Targeting/Advertising Cookies: These cookies help to identify which campaigns are effective.

We use the so-called Consent Management Platform from Usercentrics to set and save individual settings for the different cookie categories. As part of this, a cookie is placed on your end device to register your selection/consent. The legal basis for consent management for cookies and comparable technologies is a legitimate interest, as storing the consent decision only slightly restricts the rights of visitors and at the same time simplifies the use of the pages on repeated visits. The legal basis for Targeting/Advertising Cookies is the consent of the user. All relevant Cookies are described in the Cookie Bot Tool of Usercentrics.

Social Media Platforms:

We operate pages on several social media platforms, including:

Twitter: X Corp, Market Square, 1355 Market St #900, San Francisco, CA 94103, USA.For more information, please refer to Twitter’s privacy policy at https://twitter.com/en/privacy.
LinkedIn: LinkedIn Corporation, 1000 West Maude Avenue, Sunnyvale, CA 94085, USA. For more information, please refer to LinkedIn’s privacy policy at https://www.linkedin.com/legal/privacy-policy.
GitHub: GitHub, Inc., 88 Colin P. Kelly Jr. Street, San Francisco, CA 94107, USA. For more information, please refer to GitHub’s privacy policy at https://docs.github.com/en/site-policy/privacy-policies/github-general-privacy-statement.
YouTube: Google LLC (owner of YouTube), 1600 Amphitheatre Parkway, Mountain View, CA 94043, USA. For more information, please refer to YouTube’s privacy policy at https://www.youtube.com/howyoutubeworks/our-commitments/protecting-user-data/ .

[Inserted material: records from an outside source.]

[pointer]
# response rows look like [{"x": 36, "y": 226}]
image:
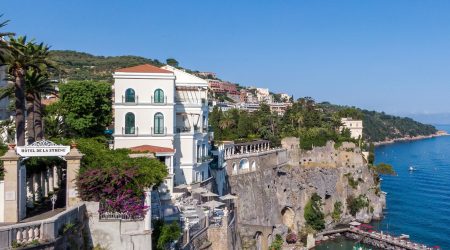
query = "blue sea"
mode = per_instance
[{"x": 418, "y": 202}]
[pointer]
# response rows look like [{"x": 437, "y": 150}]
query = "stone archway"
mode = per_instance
[
  {"x": 287, "y": 216},
  {"x": 14, "y": 202}
]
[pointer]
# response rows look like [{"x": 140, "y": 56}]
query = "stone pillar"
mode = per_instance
[
  {"x": 46, "y": 186},
  {"x": 11, "y": 185},
  {"x": 186, "y": 228},
  {"x": 206, "y": 217},
  {"x": 42, "y": 186},
  {"x": 30, "y": 192},
  {"x": 73, "y": 165},
  {"x": 51, "y": 182},
  {"x": 55, "y": 177},
  {"x": 36, "y": 191},
  {"x": 148, "y": 214}
]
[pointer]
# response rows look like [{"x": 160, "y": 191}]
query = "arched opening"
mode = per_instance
[
  {"x": 287, "y": 216},
  {"x": 234, "y": 168},
  {"x": 253, "y": 166},
  {"x": 158, "y": 123},
  {"x": 158, "y": 96},
  {"x": 258, "y": 240},
  {"x": 129, "y": 124},
  {"x": 130, "y": 95},
  {"x": 244, "y": 165}
]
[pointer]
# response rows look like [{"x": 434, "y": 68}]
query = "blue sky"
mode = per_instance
[{"x": 382, "y": 55}]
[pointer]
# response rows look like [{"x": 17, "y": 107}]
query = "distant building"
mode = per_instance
[
  {"x": 355, "y": 127},
  {"x": 206, "y": 74},
  {"x": 217, "y": 86},
  {"x": 285, "y": 97},
  {"x": 279, "y": 107},
  {"x": 263, "y": 95}
]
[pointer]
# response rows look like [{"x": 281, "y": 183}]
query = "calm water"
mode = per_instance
[{"x": 418, "y": 203}]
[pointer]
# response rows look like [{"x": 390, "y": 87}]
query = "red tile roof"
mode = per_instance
[
  {"x": 151, "y": 149},
  {"x": 144, "y": 68}
]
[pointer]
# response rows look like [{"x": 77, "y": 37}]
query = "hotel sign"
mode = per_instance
[{"x": 43, "y": 148}]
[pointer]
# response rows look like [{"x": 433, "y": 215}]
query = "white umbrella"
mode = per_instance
[
  {"x": 355, "y": 223},
  {"x": 228, "y": 197},
  {"x": 182, "y": 186},
  {"x": 199, "y": 190},
  {"x": 209, "y": 194},
  {"x": 213, "y": 204}
]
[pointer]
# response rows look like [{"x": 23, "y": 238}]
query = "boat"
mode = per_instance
[{"x": 404, "y": 236}]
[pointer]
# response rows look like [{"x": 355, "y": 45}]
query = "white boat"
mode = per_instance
[{"x": 404, "y": 236}]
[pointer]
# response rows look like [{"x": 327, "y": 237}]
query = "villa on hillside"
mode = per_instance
[
  {"x": 164, "y": 111},
  {"x": 355, "y": 126}
]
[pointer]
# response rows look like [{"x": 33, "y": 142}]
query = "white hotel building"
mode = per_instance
[{"x": 164, "y": 111}]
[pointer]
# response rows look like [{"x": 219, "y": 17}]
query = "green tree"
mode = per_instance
[
  {"x": 172, "y": 62},
  {"x": 313, "y": 213},
  {"x": 24, "y": 55},
  {"x": 86, "y": 107},
  {"x": 169, "y": 233},
  {"x": 37, "y": 84}
]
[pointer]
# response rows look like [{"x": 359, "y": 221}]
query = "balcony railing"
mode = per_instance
[
  {"x": 198, "y": 101},
  {"x": 159, "y": 132},
  {"x": 136, "y": 101},
  {"x": 131, "y": 132},
  {"x": 183, "y": 129}
]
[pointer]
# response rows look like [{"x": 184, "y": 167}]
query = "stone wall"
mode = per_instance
[
  {"x": 117, "y": 234},
  {"x": 272, "y": 199}
]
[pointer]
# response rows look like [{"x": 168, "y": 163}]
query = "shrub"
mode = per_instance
[
  {"x": 313, "y": 213},
  {"x": 277, "y": 244},
  {"x": 337, "y": 211},
  {"x": 291, "y": 238},
  {"x": 356, "y": 204}
]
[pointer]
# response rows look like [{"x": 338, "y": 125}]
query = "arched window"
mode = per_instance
[
  {"x": 159, "y": 96},
  {"x": 129, "y": 95},
  {"x": 129, "y": 124},
  {"x": 159, "y": 123}
]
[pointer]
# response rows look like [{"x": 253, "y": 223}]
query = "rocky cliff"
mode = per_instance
[{"x": 272, "y": 199}]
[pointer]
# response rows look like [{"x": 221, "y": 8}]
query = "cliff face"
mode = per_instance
[{"x": 274, "y": 198}]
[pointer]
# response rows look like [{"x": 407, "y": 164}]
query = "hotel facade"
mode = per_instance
[{"x": 164, "y": 111}]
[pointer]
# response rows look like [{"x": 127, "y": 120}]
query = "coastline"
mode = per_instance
[{"x": 414, "y": 138}]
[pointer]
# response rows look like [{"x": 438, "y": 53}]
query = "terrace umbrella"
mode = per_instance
[
  {"x": 209, "y": 194},
  {"x": 213, "y": 204},
  {"x": 228, "y": 197},
  {"x": 199, "y": 190}
]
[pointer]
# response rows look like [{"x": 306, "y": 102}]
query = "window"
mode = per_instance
[
  {"x": 129, "y": 124},
  {"x": 129, "y": 95},
  {"x": 159, "y": 123},
  {"x": 159, "y": 96}
]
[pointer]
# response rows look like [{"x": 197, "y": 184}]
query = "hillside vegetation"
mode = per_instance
[
  {"x": 83, "y": 66},
  {"x": 315, "y": 122}
]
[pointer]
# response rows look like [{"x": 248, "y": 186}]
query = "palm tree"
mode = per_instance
[
  {"x": 24, "y": 55},
  {"x": 36, "y": 84},
  {"x": 4, "y": 48}
]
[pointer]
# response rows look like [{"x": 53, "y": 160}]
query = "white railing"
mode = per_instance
[{"x": 41, "y": 230}]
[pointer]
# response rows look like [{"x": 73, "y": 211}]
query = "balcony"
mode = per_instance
[
  {"x": 158, "y": 131},
  {"x": 138, "y": 102},
  {"x": 191, "y": 101}
]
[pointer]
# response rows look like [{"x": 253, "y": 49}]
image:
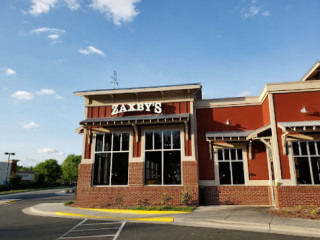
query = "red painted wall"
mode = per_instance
[
  {"x": 287, "y": 109},
  {"x": 214, "y": 119},
  {"x": 265, "y": 111},
  {"x": 258, "y": 165}
]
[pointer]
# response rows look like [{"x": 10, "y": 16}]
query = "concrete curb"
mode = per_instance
[
  {"x": 252, "y": 227},
  {"x": 269, "y": 227},
  {"x": 133, "y": 211},
  {"x": 37, "y": 212},
  {"x": 7, "y": 201}
]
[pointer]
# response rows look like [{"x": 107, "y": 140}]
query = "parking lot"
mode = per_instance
[{"x": 94, "y": 229}]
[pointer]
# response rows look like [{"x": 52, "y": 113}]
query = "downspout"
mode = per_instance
[{"x": 270, "y": 176}]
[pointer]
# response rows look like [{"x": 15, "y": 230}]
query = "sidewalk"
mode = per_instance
[{"x": 246, "y": 218}]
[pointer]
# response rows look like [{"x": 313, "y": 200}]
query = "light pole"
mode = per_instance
[{"x": 9, "y": 154}]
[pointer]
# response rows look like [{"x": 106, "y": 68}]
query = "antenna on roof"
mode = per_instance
[{"x": 114, "y": 78}]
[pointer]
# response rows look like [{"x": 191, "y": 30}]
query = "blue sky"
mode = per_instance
[{"x": 51, "y": 48}]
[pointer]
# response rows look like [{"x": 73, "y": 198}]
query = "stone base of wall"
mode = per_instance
[
  {"x": 135, "y": 193},
  {"x": 235, "y": 195},
  {"x": 289, "y": 196}
]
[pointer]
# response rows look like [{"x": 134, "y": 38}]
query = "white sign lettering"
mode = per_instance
[{"x": 136, "y": 107}]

When you visit our social media pages, data is processed both by us and the respective social media provider. The social media provider is primarily responsible for processing your data, particularly in terms of data protection and exercising your rights. They are best positioned to provide detailed information on how they handle your data.

Data Processing and Legal Basis:

On our social media pages, we interact with users and share relevant information. If you engage with us through comments, likes, shared content, or direct messages, we may process that data to communicate with you and manage inquiries.

Data processing occurs based on:

Your consent: when you engage with our social media content.
Contractual obligations: when the communication pertains to specific inquiries or services.
Legitimate interests: in improving our services and online presence.

Social media providers may also use cookies and other tracking technologies to analyze user behavior and enhance their services. Please refer to each provider’s privacy policy for details on how they manage data and the use of tracking technologies.

6. Changes to our privacy policy

We reserve the right to adapt this data protection policy so that it always complies with the current legal requirements or to implement changes to our services in the data protection policy, e.g., when introducing new services. The current data protection declaration applies to every visit to the website.